Мы медленно поднимались по склону холма. День выдался прохладный, и женщины ко мне не очень приставали. Я не видел особых причин будить лихо. Неекару, должно быть, догадался, о чем я думаю, потому что внезапно остановился и с силой толкнул меня в живот. Я рухнул на колени.
– А теперь внимательно слушай, ради своей же пользы.
Я кивнул, осознав, что прежде с трудом сдерживался бы, чтоб не убить его, а сейчас лишь надеялся, что он не будет меня больше колотить.
– Каждый человек хочет быть неменее[45], и тебе дают такой шанс, а ты отказываешься от него. Когда индейцы в резервациях голодают – чикасо, чероки, вичита, шауни, семинолы, квапа, делавары, даже апачи, осаджи и многие мексиканцы, – они стремятся стать частью нашего племени. Они бегут из резерваций, рискуют ооибенкаре[46], половина из них погибает в поисках наших стоянок. Как ты думаешь, отчего так?
– Не знаю.
– Потому что мы – свободные люди. Они учат язык команчей, не успев еще до нас добраться, Тиэтети. Говорят на своих языках и на языке команчей. Знаешь почему?
Я молча покосился на мехи с водой.
– Потому что команчи никогда не ведут себя как женщины.
– Мне нужно отнести воду.
– Делай что хочешь. Но потом будет поздно что-то менять, и все будут считать тебя на’раибоо[47].
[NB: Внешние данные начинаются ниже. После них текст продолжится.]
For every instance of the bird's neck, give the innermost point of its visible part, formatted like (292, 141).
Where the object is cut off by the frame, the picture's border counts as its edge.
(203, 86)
Наутро жены Тошавея, его мать и соседки затеяли уборку вокруг типи. Мужчины сидели у костра, курили или доедали свой завтрак.
– Принеси воды, Тиэтети-тайбо.
Так полностью звучит мое имя. Оно означает Печальный Маленький Бледнолицый. Не так плохо, у команчей быва ют имена и похуже. Я не задумываясь поднял ведерко, но тут поймал взгляд Неекару.
– Пошевеливайся, – повторила дочь Тошавея, пристально глядя на Неекару.
Кажется, она догадалась, что происходит. Бесконечная изматывающая работа, от которой я еле ноги таскал, давалась женщинам ничуть не легче, и если я откажусь, мои обязанности лягут на плечи ее матери и бабки.
– Я не буду больше таскать воду, – буркнул я. – Оквеетуку не миаре.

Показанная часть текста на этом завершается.